In 2007, Gavin Potter made headlines when he competed successfully in the Netflix Prize, a $1m competition run by the online movie giant to improve the recommendations its website offered members. Despite competition from teams composed of researchers from telecoms giants and top maths departments, Potter was consistently in the top 10 of the leaderboard. A retired management consultant with a degree in psychology, Potter believed he could predict more about viewers‘ tastes from past behaviour than from the contents of the movies they liked, and his maths worked.

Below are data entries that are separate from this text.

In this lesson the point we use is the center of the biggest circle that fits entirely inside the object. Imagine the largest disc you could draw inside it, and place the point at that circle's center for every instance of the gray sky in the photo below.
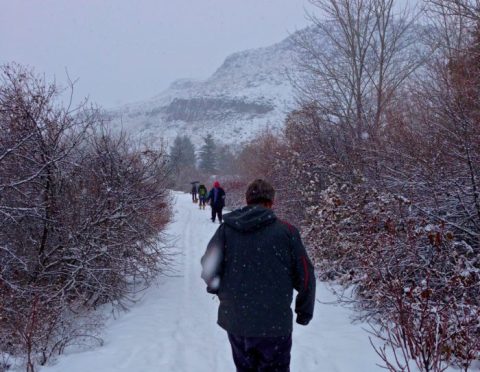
(129, 50)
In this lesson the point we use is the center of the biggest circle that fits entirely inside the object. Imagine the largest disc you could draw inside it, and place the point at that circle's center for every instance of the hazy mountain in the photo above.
(248, 92)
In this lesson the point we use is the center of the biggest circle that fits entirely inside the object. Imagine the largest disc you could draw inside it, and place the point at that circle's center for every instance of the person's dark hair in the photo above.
(259, 192)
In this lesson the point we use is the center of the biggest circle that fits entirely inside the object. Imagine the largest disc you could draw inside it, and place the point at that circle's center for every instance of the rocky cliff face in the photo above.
(248, 92)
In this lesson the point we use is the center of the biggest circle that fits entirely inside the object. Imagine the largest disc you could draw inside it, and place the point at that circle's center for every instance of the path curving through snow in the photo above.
(173, 327)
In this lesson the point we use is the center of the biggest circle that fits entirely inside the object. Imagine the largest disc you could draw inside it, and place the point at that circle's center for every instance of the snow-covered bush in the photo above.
(81, 216)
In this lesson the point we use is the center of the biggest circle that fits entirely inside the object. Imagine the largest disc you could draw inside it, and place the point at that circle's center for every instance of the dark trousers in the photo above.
(261, 354)
(217, 211)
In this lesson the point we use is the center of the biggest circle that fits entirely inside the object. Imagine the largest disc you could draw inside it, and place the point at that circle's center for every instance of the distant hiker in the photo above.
(194, 193)
(216, 197)
(202, 196)
(253, 262)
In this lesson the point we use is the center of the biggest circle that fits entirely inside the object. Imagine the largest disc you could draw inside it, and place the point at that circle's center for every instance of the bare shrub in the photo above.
(81, 218)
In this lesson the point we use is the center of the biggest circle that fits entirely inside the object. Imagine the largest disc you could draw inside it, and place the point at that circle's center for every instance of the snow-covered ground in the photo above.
(173, 327)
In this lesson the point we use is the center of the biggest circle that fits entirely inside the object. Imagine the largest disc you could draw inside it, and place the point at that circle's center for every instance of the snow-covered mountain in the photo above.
(248, 92)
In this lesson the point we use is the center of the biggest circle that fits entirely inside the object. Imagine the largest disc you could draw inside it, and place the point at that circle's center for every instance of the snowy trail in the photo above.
(173, 327)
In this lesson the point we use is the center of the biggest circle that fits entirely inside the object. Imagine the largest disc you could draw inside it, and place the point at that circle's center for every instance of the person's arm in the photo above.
(304, 281)
(212, 261)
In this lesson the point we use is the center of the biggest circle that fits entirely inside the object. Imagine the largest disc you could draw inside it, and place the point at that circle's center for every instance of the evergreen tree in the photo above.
(208, 161)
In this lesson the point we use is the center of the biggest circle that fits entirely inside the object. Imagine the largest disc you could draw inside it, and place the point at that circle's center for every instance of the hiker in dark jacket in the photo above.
(194, 192)
(202, 196)
(253, 263)
(216, 196)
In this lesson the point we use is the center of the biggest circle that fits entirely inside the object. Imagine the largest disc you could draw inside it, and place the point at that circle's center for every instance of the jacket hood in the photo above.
(250, 218)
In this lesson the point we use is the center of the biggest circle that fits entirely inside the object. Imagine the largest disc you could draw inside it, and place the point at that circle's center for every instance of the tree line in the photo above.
(380, 166)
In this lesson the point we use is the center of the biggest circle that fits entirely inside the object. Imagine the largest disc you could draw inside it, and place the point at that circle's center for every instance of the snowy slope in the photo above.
(249, 91)
(173, 327)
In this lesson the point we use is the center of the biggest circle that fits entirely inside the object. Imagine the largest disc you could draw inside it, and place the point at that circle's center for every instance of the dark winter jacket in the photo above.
(253, 263)
(216, 201)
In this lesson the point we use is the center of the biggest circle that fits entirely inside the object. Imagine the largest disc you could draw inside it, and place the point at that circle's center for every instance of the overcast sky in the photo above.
(129, 50)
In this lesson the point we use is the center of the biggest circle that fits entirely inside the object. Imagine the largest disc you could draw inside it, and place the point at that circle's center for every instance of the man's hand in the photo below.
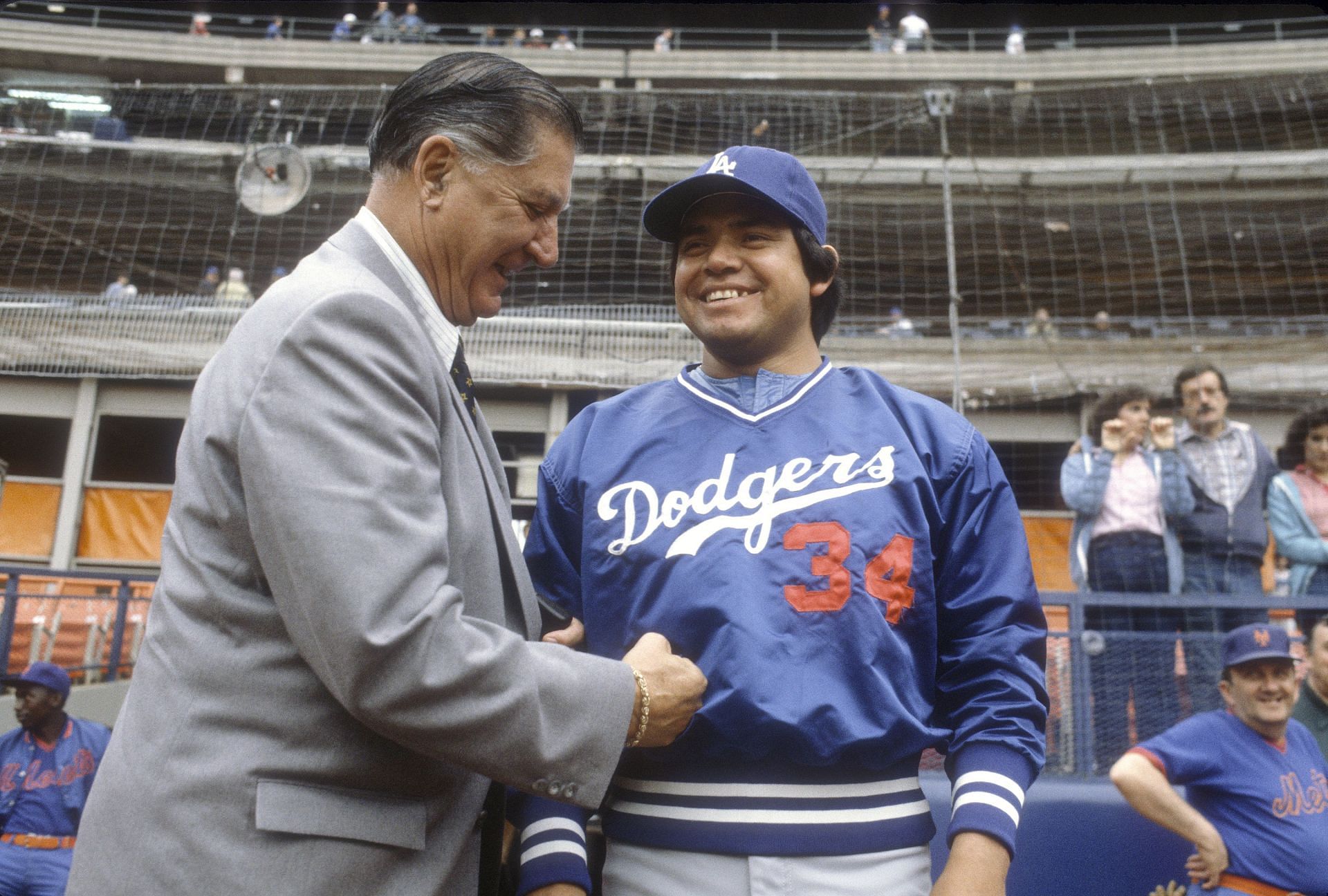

Collaborative filtering works by collecting the preferences of many people, and grouping them into sets of similar users. Because there’s so much data, and so many people, what exactly the thing is that these groups might have in common isn’t always clear to anyone but the algorithm, but it works. The approach was so successful that Tsinonis and Potter created a new company, RecSys, which now supplies some 10 million recommendations a day to thousands of sites. RecSys adjusts its algorithm for the different requirements of each site – what Potter calls the „business rules“ – so for a site such as Lovestruck, which is aimed at busy professionals, the business rules push the recommendations towards those with nearby offices who might want to nip out for a coffee, but the powerful underlying maths is Potter’s. Likewise, while British firm Global Personals provides the infrastructure for some 12,000 niche sites around the world, letting anyone set up and run their own dating website aimed at anyone free lesbian hookup apps from redheads to petrolheads, all 30 million of their users are being matched by RecSys. RecSys is already powering the recommendations for art discovery site ArtFinder, the similar articles search on research database Nature, and the backend to a number of photography websites. Of particular interest to the company is a recommendation system for mental health advice site Big White Wall. Because its users come to the site looking for emotional help, but may well be unsure what exactly it is they are looking for, RecSys might be able to unearth patterns of behaviour new to both patients and doctors, just as it reveals the unspoken and possibly even unconscious proclivities of daters.
Recently, Tarr’s vision has started to become a reality with a new generation of dating services, driven by the smartphone
Back in Harvard in 1966, Jeff Tarr dreamed of a future version of his Operation Match programme which would operate in real time and real space. He envisioned installing hundreds of typewriters all over campus, each one linked to a central „mother computer“. Anyone typing their requirements into such a device would receive „in seconds“ the name of a compatible match who was also free that night.
Suddenly, we don’t need the smart algorithms any more, we just want to know who is nearby. But even these new services sit atop a mountain of data; less like Facebook, and a lot more like Google.
He was contacted by Nick Tsinonis, the founder of a small UK dating site called yesnomayb, who asked him to see if his approach, called collaborative filtering, would work on people as well as films
Tinder, founded in Los Angeles in 2012, is the fastest-growing dating app on mobile phones but its founders don’t like calling it that. According to co-founder and chief marketing officer Justin Mateen, Tinder is „not an online dating app, it’s a social network and discovery tool“.
He also believes that Tinder’s core mechanic, where users swipe through Facebook snapshots of potential matches in the traditional „Hot or Not“ format, is not simple, but more sophisticated: „It’s the dynamic of the pursuer and the pursued, that’s just how humans interact.“ Tinder, however, is much less interested in the science of matching up couples than its predecessors. When asked what they have learned about people from the data they have gathered, Mateen says the thing he is most looking forward to seeing is „the number of matches that a user needs over a period of time before they’re addicted to the product“ – a precursor of Tinder’s expansion into other areas of ecommerce and business relationships.